Germany's Chancellor Angela Merkel, who has been reluctant to enlarge funds set aside for potential rescues of euro zone economies, agreed Monday to support a €200 billion ($265 billion) increase of the main financial firewall.

Merkel told reporters in Berlin that the European Stability Mechanism, or ESM, the region's permanent bailout mechanism, should be capped at €500 billion.

However, she said the €200 billion in loans the temporary European Financial Stability Facility, or EFSF, already extended to peripheral euro zone countries could run in parallel with the ESM, Bloomberg News reported.

Merkel said this arrangement, which gives the two funds the combined firepower of €700 billion, could last for several years, according to Agence France-Presse.

Previously, Germany's stance was that the EFSF should be replaced by the ESM, which would have only €500 billion at its disposal.

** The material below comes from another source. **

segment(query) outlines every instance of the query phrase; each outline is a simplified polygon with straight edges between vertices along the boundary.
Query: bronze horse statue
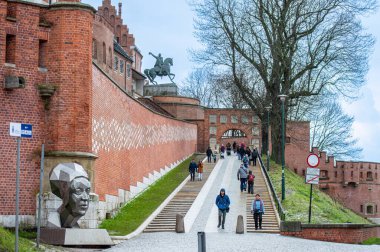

Merkel acquiesced after growing pressure from nearly all other euro zone states, the International Monetary Fund, the European Central bank and the European Union's European Commission, according to German magazine Der Spiegel. The United States also had pressured Merkel to support an expanded firewall.

One reason Merkel cited for backing the euro zone fund's increase is the rising yields of soevereign debt of Spain and Portugal, which indicates falling demand for those financially troubled nations' bonds.

Yields on 10-year Spanish and 10-year Portuguese bonds, which fell Monday, still trade above 5 percent and 12 percent, respectively.

European stocks were positive in afternoon trading on Monday, with the U.K. FTSE 100 Index up 0.83 percent, Germany's DAX up 1.16 percent and France's CAC 40 up 0.72 percent.